IGREJA PRESBITERIANA CRISTO REI / EAST BOSTON
REFLEXÕES PARA O ANO NOVO

Ora, irmãos, com respeito ao ano que se aproxima, eu espero que ele seja um ano de felicidade para vocês, —
de forma muito enfática desejo a todos vocês um Feliz Ano Novo, — mas ninguém pode ter certeza de que ele
será um ano livre de dificuldades.
Pelo contrário, tenha a segura confiança de que não será assim, porque, como é certo que as faíscas sobem
para o alto, o homem nasce para as dificuldades.
Cada um de nós possui amados amigos, muitos rostos queridos com os quais nos regozijamos — que eles
possam sorrir para nós ainda por muito tempo: mas lembre-se de que cada um deles pode vir a ser ocasião de
tristeza durante o próximo ano, porque não existe nenhum filho imortal, nenhum marido imortal, nenhuma
esposa imortal, nenhum amigo imortal, e, portanto, alguns deles podem morrer durante o ano.
Além do mais, os confortos com os quais nos cercamos podem tomar para si asas antes que o ano cumpra
seus meses. As alegrias terrenas são todas como que feitas de neve, se desfazem com a mais leve brisa, e se
vão antes de terminarmos de agradecer sua chegada. Pode ser que você tenha um ano de seca e escassez de
pão; pode ser que anos magros e desagradáveis lhe estejam reservados.
Sim, e ainda mais, talvez durante o ano que já está quase amanhecendo você possa recolher seus pés à cama
e morrer, para encontrar-se com Deus Pai.

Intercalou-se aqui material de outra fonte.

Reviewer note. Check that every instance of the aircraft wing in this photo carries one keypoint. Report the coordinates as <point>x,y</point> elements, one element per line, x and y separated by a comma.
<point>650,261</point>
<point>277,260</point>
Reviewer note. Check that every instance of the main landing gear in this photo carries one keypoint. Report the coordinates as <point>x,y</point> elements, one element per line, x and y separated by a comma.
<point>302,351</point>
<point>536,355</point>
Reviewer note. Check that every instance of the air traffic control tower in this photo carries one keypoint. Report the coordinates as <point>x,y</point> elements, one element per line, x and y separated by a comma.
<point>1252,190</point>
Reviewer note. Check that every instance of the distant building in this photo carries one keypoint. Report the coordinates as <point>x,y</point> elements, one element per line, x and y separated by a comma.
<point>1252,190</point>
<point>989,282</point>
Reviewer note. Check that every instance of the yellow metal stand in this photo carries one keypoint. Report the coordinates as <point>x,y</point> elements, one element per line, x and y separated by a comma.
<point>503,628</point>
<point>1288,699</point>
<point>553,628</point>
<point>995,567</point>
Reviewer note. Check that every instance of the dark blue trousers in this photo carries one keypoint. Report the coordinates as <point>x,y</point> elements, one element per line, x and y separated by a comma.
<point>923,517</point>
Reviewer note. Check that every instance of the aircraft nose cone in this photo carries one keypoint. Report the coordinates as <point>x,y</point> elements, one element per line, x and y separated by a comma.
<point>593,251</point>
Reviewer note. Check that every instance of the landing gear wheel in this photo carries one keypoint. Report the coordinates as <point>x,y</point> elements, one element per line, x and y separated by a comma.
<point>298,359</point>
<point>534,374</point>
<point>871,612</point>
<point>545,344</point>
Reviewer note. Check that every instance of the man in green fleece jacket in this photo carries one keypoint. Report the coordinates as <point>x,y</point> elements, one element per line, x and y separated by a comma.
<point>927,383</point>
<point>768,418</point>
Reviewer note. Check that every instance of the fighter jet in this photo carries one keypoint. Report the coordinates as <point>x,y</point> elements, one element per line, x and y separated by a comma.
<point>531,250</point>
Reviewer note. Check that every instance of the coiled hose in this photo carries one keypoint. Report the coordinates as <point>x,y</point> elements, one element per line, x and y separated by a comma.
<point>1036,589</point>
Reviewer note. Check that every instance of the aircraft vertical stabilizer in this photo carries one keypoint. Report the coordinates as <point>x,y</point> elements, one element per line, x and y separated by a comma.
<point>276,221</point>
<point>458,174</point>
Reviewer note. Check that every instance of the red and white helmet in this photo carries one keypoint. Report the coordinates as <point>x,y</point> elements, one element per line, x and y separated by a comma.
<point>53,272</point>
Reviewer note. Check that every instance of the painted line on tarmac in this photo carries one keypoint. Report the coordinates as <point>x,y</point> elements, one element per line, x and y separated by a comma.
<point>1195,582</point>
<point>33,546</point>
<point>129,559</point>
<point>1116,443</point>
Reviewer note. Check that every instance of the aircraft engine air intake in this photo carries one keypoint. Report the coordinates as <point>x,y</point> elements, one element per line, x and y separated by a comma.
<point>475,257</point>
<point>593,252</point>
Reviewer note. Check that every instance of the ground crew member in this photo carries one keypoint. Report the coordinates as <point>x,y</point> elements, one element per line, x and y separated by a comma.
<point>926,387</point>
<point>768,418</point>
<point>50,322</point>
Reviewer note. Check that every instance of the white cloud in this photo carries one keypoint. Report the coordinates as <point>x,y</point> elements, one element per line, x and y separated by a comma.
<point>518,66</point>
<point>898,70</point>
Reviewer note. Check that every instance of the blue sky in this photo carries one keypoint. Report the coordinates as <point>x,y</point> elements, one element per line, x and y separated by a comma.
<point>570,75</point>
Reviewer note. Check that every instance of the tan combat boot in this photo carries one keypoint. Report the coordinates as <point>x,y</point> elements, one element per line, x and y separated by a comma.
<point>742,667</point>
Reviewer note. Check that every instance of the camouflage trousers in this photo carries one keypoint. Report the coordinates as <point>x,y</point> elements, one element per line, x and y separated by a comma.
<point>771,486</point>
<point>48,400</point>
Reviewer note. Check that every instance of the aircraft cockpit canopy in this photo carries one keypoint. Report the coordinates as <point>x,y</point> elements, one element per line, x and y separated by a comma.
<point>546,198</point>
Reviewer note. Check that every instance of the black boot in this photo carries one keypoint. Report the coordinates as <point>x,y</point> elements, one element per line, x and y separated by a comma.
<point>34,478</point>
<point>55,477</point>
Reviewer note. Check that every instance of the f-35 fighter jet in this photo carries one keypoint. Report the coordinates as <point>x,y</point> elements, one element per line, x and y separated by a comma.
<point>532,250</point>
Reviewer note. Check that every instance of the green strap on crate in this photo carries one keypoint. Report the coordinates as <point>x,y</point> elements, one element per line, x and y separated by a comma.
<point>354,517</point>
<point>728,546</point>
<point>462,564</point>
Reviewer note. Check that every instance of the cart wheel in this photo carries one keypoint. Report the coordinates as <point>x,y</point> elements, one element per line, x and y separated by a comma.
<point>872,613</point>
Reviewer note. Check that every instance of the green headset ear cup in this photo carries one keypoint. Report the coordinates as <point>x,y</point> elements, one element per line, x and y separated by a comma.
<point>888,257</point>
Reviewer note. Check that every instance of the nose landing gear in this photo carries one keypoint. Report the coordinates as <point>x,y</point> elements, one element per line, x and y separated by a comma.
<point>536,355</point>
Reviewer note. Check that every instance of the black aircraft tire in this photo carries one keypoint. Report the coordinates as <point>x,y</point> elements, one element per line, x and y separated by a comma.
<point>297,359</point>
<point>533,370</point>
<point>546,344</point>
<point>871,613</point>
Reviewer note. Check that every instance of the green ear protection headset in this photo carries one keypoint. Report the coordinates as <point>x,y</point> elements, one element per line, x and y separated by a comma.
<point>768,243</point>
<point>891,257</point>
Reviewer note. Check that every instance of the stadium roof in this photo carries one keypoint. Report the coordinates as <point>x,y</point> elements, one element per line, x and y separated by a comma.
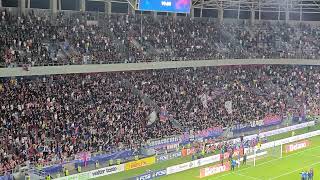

Pois bem, com relação a este ano que está próximo e suas possibilidades desoladoras, devemos viver
cabisbaixos e tristonhos? Devemos pedir a morte ou desejar nunca ter nascido? De modo algum. Devemos, por
outro lado, viver de forma despreocupada e risonha em todas as circunstâncias? Não, isso soaria doentio nos
filhos de Deus.
O que faremos? Iremos pronunciar esta oração: “Pai, glorifica teu nome.” Isto significa dizer: se devo perder
minha propriedade, glorifica teu nome na minha pobreza; se devo ser roubado, glorifica teu nome em meu
sofrimento; se devo ser morto, glorifica teu nome em minha partida.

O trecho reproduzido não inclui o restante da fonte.